HD enables efficient and parallelized computations. To further improve accuracy, recent research [8] has integrated CNNs with HD computing. This hybrid approach, termed HDnn, leverages CNNs for initial feature extraction, followed by HD-based classification. This combination significantly improves accuracy while reducing memory and computational costs compared to traditional CNNs. To further enhance performance, the HDnn-PIM architecture employs PIM techniques such as ReRAM in the HD classifier. By performing computations directly within memory, HDnn-PIM reduces data movement bottlenecks, offering a faster and more energy-efficient solution than conventional GPU-based methods. However, ReRAM introduces noise [17] to HD inference, exacerbating the classification accuracy and thus leading to more variability in the evaluation results.

#### III. OVERVIEW

A. HDnn-PIM Software-Hardware Co-Optimization Framework

In this work, we propose a novel and generalized optimization framework for the software-hardware co-optimization problem with metric constraints. Specifically, we focus on fullstack HDnn-PIM design, which is particularly challenging due to the metric variability of in the design process. Note that our approach can not only address full-stack HDnn-PIM design but can also extend to optimize other hardware designs, such as DNN accelerators and other HD accelerators. Our optimization framework has two main features: 1) The framework is multiobjective that aims to find the optimal trade-offs between four metrics: accuracy, power, performance, and area. 2) The framework efficiently finds eligible points that satisfy the metric constraints through constraint guidance. We build the framework using a constraint-guided multi-objective Bayesian optimization (MOBO) framework. This MOBO framework is an iterative optimization framework that consists of a constraintguided (MOBO) algorithm and a full-stack HDnn-PIM design evaluator. The algorithm takes in data from previous evaluation results, trains the surrogate model, and predicts the next parameter set that is likely to be an optimal trade-off that satisfies the constraints. Furthermore, with constraint guidance,

the algorithm efficiently explores regions of design space that are more likely to contain eligible design points. We detail our optimization algorithm in Section IV.

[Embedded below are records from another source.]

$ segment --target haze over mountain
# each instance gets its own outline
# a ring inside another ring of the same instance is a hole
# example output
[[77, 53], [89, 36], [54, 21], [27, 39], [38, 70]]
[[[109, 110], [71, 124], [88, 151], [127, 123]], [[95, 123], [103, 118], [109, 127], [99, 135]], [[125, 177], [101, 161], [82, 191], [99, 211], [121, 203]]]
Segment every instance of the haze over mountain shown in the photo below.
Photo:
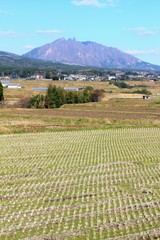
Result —
[[160, 66], [141, 61], [117, 48], [91, 41], [80, 42], [75, 38], [57, 39], [52, 43], [35, 48], [23, 56], [81, 66], [160, 70]]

#### B. Full-Stack AI Accelerator Design

Full-stack AI accelerator design is a software-hardware codesign problem. Designers first decide the AI model hyperparameters and train the model to obtain high accuracy on certain datasets. After fixing the model parameters, designers then tailor the hardware accelerator to the model in order to optimize PPA. This approach simplifies the process by decoupling the software and hardware design. However, different model hyperparameters not only directly affect the accuracy obtained from the training process, but also influence the energy and delay in inference. Although it is straightforward that larger model sizes contribute to higher energy and delay, the contribution to accuracy is complicated. Also, different hardware design choices not only lead to trade-offs among PPA metrics, but also introduce noise in inference that affects the accuracy, especially for non-ideal emerging memory technologies. The inter-correlation of the software and hardware parameters to the design metrics is non-trivial without sophisticated optimization methods. Furthermore, with metric requirements, unguided optimization methods are even more likely to waste time and computing resources on evaluating ineligible data points that fail to meet the requirements, especially for designs with complicated design trade-offs such as HDnn-PIM.

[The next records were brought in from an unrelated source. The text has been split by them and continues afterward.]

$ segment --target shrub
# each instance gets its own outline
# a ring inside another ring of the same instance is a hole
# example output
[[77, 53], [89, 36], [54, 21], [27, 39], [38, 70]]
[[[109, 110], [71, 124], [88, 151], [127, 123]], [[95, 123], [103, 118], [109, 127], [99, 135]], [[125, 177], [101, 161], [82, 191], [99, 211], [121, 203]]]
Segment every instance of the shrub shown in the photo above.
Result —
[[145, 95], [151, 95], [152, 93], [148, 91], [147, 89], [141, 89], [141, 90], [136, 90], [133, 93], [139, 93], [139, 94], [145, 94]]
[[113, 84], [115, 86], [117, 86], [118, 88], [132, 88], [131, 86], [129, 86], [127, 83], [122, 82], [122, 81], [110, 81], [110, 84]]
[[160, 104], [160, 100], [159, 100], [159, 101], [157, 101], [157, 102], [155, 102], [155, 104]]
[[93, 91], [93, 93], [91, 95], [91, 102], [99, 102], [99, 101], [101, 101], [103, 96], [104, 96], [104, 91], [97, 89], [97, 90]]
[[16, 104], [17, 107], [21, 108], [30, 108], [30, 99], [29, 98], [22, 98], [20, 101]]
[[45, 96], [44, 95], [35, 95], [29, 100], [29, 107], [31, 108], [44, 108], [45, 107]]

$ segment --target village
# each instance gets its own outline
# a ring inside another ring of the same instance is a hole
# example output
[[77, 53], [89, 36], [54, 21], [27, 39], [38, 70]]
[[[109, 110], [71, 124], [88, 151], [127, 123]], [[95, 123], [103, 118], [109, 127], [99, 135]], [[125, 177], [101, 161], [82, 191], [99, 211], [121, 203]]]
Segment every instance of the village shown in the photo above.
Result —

#### C. Full-Stack HDnn-PIM Design Problem Formulation

The HDnn algorithm in this work consists of conv2d layers, one RP encoder, and an HD inference, as illustrated in Figure 1. The tunable parameters for the conv2d layers are kernel sizes k, strides str, and numbers of output channels ch. Note that the number of input channels of the next conv2d layer has to be the same as the number of output channels of the previous conv2d layer. Then the encoder encodes the output of the second conv2d layer into a d-dimensional hypervector before HD infrerence. The choice of the algorithm parameters affects both accuracy and PPA and implicates complicated trade-offs in between the metrics.

Figure 2 demonstrates the HDnn-PIM accelerator. There are two separate parts of the HDnn-PIM accelerator, the ASIC component and the ReRAM component. The ASIC component implements the accelerators of the conv2d layers and the encoder by respective processing elements (PE). Each PE consists of an input buffer, a 16-kB SRAM, and a 2-D MAC array. These MAC arrays have design parameters X and Y, representing the x and y dimesionality. Increasing X and Y trades larger area for shorter delay. The ReRAM component implements HD inference by storing class hypervectors in the memory cells and performing inference through parallel ReRAM operation. The choice of ReRAM array size allows for a trade-off between energy consumption, delay and area, with larger arrays reducing energy usage and area but increasing delay.

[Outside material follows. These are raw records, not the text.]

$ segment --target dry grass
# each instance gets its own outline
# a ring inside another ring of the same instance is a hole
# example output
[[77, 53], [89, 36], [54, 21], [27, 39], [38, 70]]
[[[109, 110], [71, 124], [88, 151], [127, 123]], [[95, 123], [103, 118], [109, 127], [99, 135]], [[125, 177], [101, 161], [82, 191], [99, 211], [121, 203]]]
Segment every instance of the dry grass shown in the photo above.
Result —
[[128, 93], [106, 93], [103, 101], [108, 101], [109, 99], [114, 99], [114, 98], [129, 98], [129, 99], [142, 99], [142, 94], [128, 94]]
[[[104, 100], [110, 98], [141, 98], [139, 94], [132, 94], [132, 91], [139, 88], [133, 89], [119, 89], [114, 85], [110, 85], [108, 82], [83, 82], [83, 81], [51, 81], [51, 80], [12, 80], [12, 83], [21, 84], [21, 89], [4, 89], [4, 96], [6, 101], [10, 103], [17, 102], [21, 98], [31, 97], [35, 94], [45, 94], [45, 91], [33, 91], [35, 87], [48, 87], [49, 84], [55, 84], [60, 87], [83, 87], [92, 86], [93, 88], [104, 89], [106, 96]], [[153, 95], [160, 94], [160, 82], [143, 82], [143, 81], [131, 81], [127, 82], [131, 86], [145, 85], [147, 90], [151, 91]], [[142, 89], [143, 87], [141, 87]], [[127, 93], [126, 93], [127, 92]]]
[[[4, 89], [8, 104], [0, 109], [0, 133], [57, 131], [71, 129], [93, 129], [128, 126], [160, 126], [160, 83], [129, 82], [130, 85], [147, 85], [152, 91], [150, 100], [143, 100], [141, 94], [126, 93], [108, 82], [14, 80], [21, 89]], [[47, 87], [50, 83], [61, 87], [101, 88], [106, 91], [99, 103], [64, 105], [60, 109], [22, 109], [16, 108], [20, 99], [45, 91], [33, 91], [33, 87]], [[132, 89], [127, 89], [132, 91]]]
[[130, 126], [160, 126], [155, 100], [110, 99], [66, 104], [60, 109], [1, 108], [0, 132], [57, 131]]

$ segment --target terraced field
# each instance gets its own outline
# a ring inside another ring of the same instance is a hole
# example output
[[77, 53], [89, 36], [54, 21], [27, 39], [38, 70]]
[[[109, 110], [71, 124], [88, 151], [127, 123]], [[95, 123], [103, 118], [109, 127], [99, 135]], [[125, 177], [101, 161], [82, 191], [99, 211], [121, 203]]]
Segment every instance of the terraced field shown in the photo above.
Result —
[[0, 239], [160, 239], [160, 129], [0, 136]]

Before loading the parameters to the HDnn-PIM accelerator, we train the conv2d layers and the class hypervectors. We first connect the two conv2d layers with specified parameters to



Fig. 1. The HDnn image classification algorithm. Tunable design parameters are in blue. Table I gives a detailed description of the parameters.

two inner linear layers with size being  $d_{in}$ . Then we train the conv2d and linear layers to minimize the binary cross entropy. After training the conv2d layers, we fix the parameters of the conv2d layers and connect them to the HDnn algorithm as the feature extractor. We then input training data into the feature extractor and RP to train the class hypervectors. The evaluation of desgin parameter set involves training the conv2d layers and class hypervectors from scratch, causing significant discrepancy between accuracy and PPA results. In this work, we fix the CNN to be 2 conv2d layers following by a (2,2) max-pooling.

#### IV. OPTIMIZATION METHOD

In this section, we introduce our optimization methodology that extends traditional multi-objective optimization paradigms by seamlessly integrating output constraints within the Bayesian Optimization (BO) framework [6]. Our methodology ensures that most generated solutions satisfy predefined feasibility criteria by explicitly incorporating constraints into the optimization process. This is particularly pertinent in complex design spaces, where navigating intricate trade-offs between competing objectives requires careful consideration. This constrained BO approach addresses the limitation of conventional methods. For example, the feasibility first approach focuses solely on finding feasible solutions, causing missed opportunities for better but initially infeasible options. The penalty method transforms the problem by adding penalties for constraint violations, but poorly tuned penalties can mislead the optimization process. Other methods, such dynamic thresholding or repair operators, can create ambiguity or push solutions away from optimal areas.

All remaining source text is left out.